Mtyela Kasanda (c. 1840–1884), better known as King Mirambo, was a Nyamwezi king, from 1860 to 1884. He created the largest state by area in 19th-century East Africa in present-day Urambo district in Tabora Region of Tanzania. Urambo district is named after him. He also built a capital for his territory at Iselemagazi.

Mirambo started out as a trader and the son of a minor chief. He owned trade caravans traveling from the Great Lakes region in western Tanzania to the coast, mostly dealing in ivory and slaves. Through trade with Europeans he acquired firearms and money, and organised armies consisting mostly of teenage orphans. With his newly gained power, he toppled the traditional monarchy of the kingdom of Urambo, and installed himself as ntemi (king). The Nyamwezi aristocracy was appalled when someone who was not royalty took over the religiously ceremonial office of ntemi. Other sources assert that Mirambo was the son of the ruler of Uyowa. His coming to power there was a contravention of the succession being matrilineal.

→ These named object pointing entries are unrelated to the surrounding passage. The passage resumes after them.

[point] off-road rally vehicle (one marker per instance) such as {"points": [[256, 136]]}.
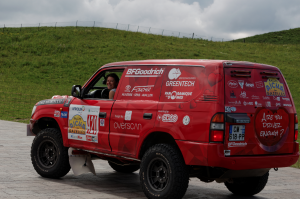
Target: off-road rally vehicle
{"points": [[224, 121]]}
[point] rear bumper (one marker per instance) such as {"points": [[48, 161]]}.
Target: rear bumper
{"points": [[209, 154]]}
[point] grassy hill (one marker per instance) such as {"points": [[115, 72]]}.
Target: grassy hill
{"points": [[36, 64], [291, 36]]}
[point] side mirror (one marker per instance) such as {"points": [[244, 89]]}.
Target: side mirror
{"points": [[76, 91]]}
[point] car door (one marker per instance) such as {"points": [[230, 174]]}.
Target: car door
{"points": [[89, 117]]}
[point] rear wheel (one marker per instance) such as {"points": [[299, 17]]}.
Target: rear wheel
{"points": [[248, 186], [125, 168], [48, 155], [163, 173]]}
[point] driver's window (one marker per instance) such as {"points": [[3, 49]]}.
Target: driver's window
{"points": [[98, 88]]}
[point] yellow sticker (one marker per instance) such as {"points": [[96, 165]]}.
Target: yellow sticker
{"points": [[274, 88], [77, 123]]}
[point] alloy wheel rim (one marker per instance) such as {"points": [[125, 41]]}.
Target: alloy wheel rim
{"points": [[158, 174], [47, 153]]}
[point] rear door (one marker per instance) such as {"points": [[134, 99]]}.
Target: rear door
{"points": [[259, 112], [135, 109]]}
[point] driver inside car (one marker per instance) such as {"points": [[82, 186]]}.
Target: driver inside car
{"points": [[112, 81]]}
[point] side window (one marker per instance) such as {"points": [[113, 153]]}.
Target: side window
{"points": [[181, 84], [141, 83], [98, 87]]}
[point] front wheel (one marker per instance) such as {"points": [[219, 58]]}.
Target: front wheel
{"points": [[48, 155], [248, 186], [163, 173]]}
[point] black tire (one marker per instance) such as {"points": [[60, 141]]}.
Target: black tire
{"points": [[163, 173], [248, 186], [124, 169], [48, 155]]}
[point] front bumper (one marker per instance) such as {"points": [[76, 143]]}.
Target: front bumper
{"points": [[211, 154]]}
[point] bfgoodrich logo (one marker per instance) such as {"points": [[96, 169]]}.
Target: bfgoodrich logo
{"points": [[174, 73]]}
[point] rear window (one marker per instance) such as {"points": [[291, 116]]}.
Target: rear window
{"points": [[252, 88]]}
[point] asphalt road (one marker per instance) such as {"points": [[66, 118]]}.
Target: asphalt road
{"points": [[18, 179]]}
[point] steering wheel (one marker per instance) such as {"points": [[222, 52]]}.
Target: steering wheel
{"points": [[105, 93]]}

Mirambo was based in an area with tsetse fly infestations, which meant that transport of goods was almost completely by people rather than with the aid of animals. Mirambo used both warfare and diplomacy to expand his territory and followers. He began building connections through the caravan business, working as an agent for his father.

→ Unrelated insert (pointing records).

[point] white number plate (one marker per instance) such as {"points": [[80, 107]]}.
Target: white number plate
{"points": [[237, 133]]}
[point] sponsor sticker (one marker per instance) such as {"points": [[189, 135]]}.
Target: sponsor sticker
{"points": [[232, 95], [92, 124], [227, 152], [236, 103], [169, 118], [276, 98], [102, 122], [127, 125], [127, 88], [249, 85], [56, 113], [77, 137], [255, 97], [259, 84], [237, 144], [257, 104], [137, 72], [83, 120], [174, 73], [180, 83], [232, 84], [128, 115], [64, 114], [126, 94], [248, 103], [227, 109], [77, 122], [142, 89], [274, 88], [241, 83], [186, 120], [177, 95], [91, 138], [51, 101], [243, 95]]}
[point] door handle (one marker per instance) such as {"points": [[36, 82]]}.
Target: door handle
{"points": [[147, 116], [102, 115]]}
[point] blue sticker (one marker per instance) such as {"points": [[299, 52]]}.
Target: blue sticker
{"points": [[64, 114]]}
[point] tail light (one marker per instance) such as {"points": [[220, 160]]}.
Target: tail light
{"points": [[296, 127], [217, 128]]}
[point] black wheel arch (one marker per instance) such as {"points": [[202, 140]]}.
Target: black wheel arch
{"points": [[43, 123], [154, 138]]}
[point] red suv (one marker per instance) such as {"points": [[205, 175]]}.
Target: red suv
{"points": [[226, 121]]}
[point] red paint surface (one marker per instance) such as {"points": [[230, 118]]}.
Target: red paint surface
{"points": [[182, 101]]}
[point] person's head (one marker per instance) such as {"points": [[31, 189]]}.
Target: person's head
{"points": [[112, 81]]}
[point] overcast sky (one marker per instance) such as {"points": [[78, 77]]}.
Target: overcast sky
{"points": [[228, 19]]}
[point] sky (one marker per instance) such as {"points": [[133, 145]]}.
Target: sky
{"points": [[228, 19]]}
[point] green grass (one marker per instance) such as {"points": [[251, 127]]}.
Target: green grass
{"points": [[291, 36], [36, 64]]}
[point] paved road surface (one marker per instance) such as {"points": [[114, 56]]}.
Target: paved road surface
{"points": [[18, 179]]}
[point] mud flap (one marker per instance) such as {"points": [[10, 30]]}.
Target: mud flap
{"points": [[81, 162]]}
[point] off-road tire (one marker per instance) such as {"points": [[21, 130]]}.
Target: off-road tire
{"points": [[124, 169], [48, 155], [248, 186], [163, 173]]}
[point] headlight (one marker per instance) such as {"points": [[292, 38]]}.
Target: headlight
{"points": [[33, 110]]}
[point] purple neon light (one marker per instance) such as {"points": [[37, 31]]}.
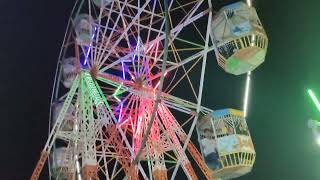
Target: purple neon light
{"points": [[121, 106], [86, 59], [123, 74]]}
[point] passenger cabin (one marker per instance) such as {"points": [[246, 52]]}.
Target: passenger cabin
{"points": [[225, 143], [241, 42], [69, 71], [84, 29], [59, 163]]}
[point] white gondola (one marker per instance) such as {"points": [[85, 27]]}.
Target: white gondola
{"points": [[69, 116], [226, 144], [102, 3], [240, 39], [69, 71], [83, 25], [59, 163]]}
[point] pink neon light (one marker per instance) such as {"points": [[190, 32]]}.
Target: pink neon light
{"points": [[138, 129], [123, 74], [157, 85], [149, 48], [119, 119]]}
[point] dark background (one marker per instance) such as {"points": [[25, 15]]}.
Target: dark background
{"points": [[31, 33]]}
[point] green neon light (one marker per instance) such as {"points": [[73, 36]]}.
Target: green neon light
{"points": [[314, 98]]}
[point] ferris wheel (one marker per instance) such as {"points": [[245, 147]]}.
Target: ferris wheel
{"points": [[127, 99]]}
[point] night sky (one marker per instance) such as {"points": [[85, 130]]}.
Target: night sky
{"points": [[31, 35]]}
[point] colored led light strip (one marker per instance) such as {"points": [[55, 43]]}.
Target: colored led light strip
{"points": [[119, 119], [249, 3], [123, 74], [246, 95], [314, 98], [86, 59]]}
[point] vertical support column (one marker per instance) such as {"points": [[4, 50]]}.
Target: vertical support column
{"points": [[89, 161]]}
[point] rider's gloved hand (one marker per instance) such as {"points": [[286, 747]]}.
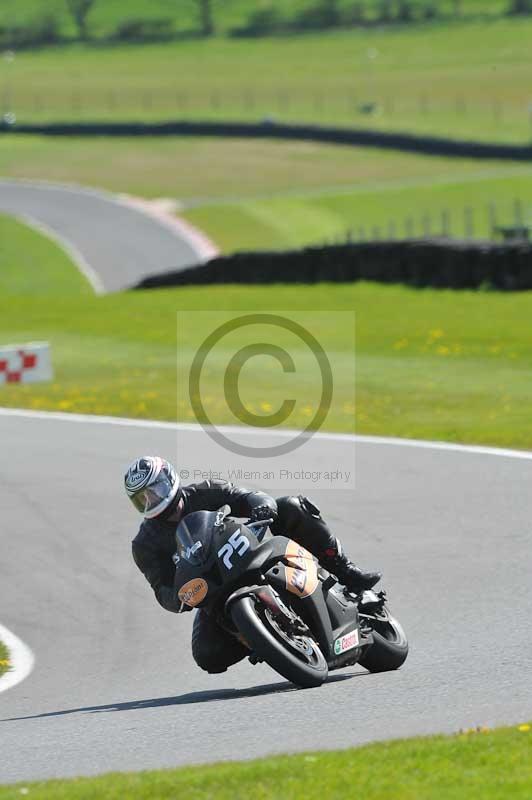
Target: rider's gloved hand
{"points": [[262, 512]]}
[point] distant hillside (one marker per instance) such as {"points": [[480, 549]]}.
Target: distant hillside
{"points": [[158, 19]]}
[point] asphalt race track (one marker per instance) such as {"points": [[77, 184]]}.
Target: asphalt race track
{"points": [[114, 686], [121, 245]]}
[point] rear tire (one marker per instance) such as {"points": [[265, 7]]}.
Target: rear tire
{"points": [[390, 646], [296, 658]]}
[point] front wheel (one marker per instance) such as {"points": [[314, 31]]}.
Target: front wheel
{"points": [[390, 646], [293, 655]]}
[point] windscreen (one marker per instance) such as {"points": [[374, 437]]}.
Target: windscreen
{"points": [[194, 536]]}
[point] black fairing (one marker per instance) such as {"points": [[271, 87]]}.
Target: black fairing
{"points": [[227, 555], [223, 552]]}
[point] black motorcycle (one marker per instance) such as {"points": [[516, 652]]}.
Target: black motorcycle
{"points": [[272, 595]]}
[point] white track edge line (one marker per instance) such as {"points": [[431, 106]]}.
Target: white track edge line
{"points": [[197, 240], [75, 255], [334, 437], [21, 659]]}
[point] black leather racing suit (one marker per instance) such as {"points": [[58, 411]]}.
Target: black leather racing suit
{"points": [[154, 545]]}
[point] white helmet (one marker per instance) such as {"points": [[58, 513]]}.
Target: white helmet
{"points": [[151, 484]]}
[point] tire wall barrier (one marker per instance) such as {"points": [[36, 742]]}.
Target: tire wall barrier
{"points": [[429, 145], [437, 263]]}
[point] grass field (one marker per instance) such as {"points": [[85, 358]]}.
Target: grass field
{"points": [[105, 16], [4, 658], [31, 264], [415, 78], [263, 194], [490, 764], [429, 364]]}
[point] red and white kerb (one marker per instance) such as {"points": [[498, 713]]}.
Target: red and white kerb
{"points": [[25, 363]]}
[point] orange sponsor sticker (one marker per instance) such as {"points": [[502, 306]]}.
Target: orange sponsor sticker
{"points": [[302, 572], [193, 592]]}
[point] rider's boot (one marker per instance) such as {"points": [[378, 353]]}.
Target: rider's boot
{"points": [[352, 577]]}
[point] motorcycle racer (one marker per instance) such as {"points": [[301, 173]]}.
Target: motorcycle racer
{"points": [[154, 487]]}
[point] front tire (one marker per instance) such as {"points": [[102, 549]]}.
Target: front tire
{"points": [[390, 645], [297, 658]]}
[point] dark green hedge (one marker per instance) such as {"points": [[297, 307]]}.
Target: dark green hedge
{"points": [[269, 129], [438, 263]]}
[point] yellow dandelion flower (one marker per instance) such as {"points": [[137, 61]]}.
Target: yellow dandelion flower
{"points": [[400, 344]]}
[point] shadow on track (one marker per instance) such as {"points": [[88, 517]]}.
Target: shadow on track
{"points": [[208, 696]]}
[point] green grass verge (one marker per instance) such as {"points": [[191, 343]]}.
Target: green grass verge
{"points": [[104, 17], [451, 204], [416, 79], [429, 364], [32, 264], [491, 764], [338, 188], [4, 658]]}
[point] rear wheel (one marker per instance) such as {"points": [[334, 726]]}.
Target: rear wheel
{"points": [[294, 655], [390, 645]]}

Mirambo's success can be traced in part to his associations with the Watuta, a group of Ngoni people who were connected with Zwangendaba. With ongoing wars in southern Africa as Shaka had expanded Zulu power many people had fled north, this particular group settling near Bukune. Mirambo was closely associated with the Watuta's leader Mpangalala. It seems that it was from Mpangalala that Mirambo learned about the age-grade military system of organization found in southern Africa, and this led Mirambo to implement a similar system called the rugaruga. By the early 1880s this military organization had about 10,000 members.

The 1860s saw Mirambo extend his domains westward and conquer several of the Nyamwezi chiefdoms located to the west of his original domains with his growing rugaruga force. At times chiefdoms voluntarily joined his growing domain, being allowed to stay in power as long as they paid tribute and contributed forces to Mirambo's growing power.
Notes

Apart from the Nyamwezi aristocracy, Mirambo also was an enemy of the trading community of Tabora in the kingdom of Unyanyembe. Many of the inhabitants of Tabora were Arab traders, and rivals of Mirambo for the control of the trade across Unyamwezi. These Arabs had powerful allies in Zanzibar on the coast. For most of his time as mtemi, Mirambo fought wars against his enemies. By the time of his death, he had united most of northern Unyamwezi in an alliance under his leadership, but he never managed to conquer Tabora.
In the 1870s, he allied himself closely with Philippe Broyon, a Swiss merchant operating in the region. He also welcomed missionaries such as John Morton of the Church Missionary Society and Ebenezer Southon of the London Missionary Society to his kingdom. These missionaries viewed Mirambo as building a stable state in interior east Africa and convinced John Kirk, the British consul at Zanzibar, to shift his support in the interior wars from the Kingdom of Unyanyembe to Mirambo.

He was notable for opposing the Arab allies of Henry Morton Stanley. Stanley described Mirambo "the African as Bonaparte" for his military talents.

Near the end of his life he grew ill, and died at the age 44. It has been suggested that he was strangled to death, since an old Nyamwezi custom was to strangle their mtemi when they became unfit to rule.